Obviously looking at the whole person sitting in front of the health care worker and really getting to know what’s really going on for the person whether this is physically, mentally, emotionally, financially, added stress, anxiety, relationships, mental health, spirituality, sexuality, community connection and therapies etc. Addressing these issues as a whole package instead of shaming and sending them off with pills and yet another diet would be very helpful to the individual. The whole media and advertising sector needs to change their standards also. Food is just food, the way an obese person eats and uses food are very complex ranging from addictive, emotional or physical ill health that can make them the way they are and shouldn’t be made to feel that they must hide away. For me poverty and isolation is an addictions best friend.

How I feel about my weight and the way it impacts me now

I hate being the weight I am now. It impacts my life each and every day from the minute I wake up until I go to bed at night. It is exhausting.

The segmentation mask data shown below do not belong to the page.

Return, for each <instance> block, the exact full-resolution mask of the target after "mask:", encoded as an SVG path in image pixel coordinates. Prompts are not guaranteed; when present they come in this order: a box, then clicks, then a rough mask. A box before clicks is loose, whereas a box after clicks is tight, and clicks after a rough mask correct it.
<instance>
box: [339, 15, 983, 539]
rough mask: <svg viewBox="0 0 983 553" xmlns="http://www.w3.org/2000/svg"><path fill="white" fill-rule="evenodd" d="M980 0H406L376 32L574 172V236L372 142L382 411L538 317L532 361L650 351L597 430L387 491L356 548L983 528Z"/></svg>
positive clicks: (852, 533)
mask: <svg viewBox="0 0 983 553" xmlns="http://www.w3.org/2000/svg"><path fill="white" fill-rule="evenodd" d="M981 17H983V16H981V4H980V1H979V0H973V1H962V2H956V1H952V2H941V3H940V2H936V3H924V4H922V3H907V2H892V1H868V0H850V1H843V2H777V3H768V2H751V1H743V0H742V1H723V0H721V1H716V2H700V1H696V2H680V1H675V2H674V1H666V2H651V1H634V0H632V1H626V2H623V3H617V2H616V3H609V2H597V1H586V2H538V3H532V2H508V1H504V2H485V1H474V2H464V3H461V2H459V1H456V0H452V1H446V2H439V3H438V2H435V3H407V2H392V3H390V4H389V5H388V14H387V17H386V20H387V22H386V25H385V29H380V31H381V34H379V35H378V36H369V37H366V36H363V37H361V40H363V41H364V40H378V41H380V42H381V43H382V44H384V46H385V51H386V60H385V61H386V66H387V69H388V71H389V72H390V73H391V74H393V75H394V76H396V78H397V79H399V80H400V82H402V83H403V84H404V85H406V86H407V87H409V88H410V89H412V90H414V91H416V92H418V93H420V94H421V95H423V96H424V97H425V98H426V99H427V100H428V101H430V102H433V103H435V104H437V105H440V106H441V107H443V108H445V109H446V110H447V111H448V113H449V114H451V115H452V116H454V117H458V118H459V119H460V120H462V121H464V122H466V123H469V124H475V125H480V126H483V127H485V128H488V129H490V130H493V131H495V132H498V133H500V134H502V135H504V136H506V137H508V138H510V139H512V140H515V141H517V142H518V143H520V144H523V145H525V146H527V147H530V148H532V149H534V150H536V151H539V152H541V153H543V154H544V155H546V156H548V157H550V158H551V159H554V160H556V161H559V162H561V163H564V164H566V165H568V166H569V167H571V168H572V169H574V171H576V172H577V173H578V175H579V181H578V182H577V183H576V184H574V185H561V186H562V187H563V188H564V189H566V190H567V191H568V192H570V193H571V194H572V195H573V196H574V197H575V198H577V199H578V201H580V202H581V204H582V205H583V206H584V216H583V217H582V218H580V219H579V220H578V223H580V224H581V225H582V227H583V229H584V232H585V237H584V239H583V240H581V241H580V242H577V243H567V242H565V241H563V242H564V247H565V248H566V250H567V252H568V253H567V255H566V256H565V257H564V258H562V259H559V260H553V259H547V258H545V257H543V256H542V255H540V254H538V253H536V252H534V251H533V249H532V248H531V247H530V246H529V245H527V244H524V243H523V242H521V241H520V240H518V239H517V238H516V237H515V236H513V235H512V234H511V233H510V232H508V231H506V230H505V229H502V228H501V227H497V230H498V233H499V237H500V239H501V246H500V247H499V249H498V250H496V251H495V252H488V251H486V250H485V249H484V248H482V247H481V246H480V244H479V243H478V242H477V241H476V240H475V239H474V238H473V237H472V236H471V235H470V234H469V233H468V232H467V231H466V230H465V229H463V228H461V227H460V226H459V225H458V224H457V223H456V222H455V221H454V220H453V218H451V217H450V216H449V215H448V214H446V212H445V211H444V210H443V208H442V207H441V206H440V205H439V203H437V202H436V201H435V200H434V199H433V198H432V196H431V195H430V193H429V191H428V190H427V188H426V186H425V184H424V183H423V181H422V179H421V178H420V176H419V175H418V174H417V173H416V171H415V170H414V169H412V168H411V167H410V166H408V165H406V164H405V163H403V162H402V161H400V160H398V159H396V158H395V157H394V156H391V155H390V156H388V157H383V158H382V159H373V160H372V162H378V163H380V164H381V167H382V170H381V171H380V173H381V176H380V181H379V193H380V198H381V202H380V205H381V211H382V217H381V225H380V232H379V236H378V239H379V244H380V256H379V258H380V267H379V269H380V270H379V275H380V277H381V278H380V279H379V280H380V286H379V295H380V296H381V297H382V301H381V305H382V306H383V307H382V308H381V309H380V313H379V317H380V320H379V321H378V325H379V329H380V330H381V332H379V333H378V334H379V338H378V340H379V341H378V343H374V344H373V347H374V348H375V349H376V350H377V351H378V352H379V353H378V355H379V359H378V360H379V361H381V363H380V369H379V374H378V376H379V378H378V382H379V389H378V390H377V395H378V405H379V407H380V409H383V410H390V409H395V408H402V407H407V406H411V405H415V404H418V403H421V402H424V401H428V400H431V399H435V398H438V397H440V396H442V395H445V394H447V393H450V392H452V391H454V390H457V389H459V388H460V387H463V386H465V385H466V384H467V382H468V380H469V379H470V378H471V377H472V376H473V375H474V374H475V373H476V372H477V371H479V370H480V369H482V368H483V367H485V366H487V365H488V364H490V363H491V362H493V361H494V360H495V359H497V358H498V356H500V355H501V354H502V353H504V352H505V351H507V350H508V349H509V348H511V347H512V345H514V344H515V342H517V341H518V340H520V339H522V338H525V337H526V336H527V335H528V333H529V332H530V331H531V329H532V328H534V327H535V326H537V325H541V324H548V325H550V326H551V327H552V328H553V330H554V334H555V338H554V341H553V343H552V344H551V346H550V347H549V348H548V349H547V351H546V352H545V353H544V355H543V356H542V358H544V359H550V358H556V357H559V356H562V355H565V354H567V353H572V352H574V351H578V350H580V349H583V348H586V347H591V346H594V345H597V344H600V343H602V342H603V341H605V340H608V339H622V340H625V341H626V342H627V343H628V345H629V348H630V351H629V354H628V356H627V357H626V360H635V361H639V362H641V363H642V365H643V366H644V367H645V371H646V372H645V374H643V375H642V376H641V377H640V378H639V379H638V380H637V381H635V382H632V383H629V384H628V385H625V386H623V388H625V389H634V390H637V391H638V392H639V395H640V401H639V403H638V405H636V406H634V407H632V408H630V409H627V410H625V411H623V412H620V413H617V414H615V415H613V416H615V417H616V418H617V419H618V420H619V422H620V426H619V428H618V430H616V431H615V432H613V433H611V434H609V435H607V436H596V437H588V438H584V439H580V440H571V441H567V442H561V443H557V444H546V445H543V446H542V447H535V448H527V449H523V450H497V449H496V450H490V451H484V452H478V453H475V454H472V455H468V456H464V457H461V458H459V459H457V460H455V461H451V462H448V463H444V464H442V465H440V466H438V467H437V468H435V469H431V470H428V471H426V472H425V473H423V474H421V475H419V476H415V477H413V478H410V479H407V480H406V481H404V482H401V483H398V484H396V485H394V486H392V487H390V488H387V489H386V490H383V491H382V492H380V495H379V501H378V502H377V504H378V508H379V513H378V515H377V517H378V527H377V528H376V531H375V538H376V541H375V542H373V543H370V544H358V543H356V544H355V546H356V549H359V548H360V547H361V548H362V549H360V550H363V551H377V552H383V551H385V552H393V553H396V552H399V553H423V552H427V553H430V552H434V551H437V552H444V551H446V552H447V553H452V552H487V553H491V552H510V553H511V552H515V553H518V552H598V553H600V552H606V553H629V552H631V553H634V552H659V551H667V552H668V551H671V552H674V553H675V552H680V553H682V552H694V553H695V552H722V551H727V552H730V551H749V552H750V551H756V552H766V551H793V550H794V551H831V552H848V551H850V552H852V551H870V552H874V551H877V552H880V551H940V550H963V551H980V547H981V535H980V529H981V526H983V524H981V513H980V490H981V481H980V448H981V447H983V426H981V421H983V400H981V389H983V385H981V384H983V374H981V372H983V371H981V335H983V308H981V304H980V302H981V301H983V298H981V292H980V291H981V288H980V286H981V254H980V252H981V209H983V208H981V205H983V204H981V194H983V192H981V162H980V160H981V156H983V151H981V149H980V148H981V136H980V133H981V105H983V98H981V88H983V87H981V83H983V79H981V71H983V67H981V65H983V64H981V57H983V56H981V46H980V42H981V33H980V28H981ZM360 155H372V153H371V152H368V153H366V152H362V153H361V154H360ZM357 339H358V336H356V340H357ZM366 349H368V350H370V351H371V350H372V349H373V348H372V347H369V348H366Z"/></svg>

As I live alone, I shun most relationships still and avoid going out although not as much I used to before my recovery started.

I have been very ill with depression and once lost all hope until I realised I did not want to die this way. I stumbled across some help and since then I’ve been on my recovery and self-journey which has been very long, but worthwhile. I do feel mostly at peace with myself now though and working hard within my relationships. I’m also with the NDIS and have two support workers who I see regularly. I still engage in the weight loss / and binging cycle, but I’m definitely not as hard on myself as I once was with a lot of prayer and spiritual work.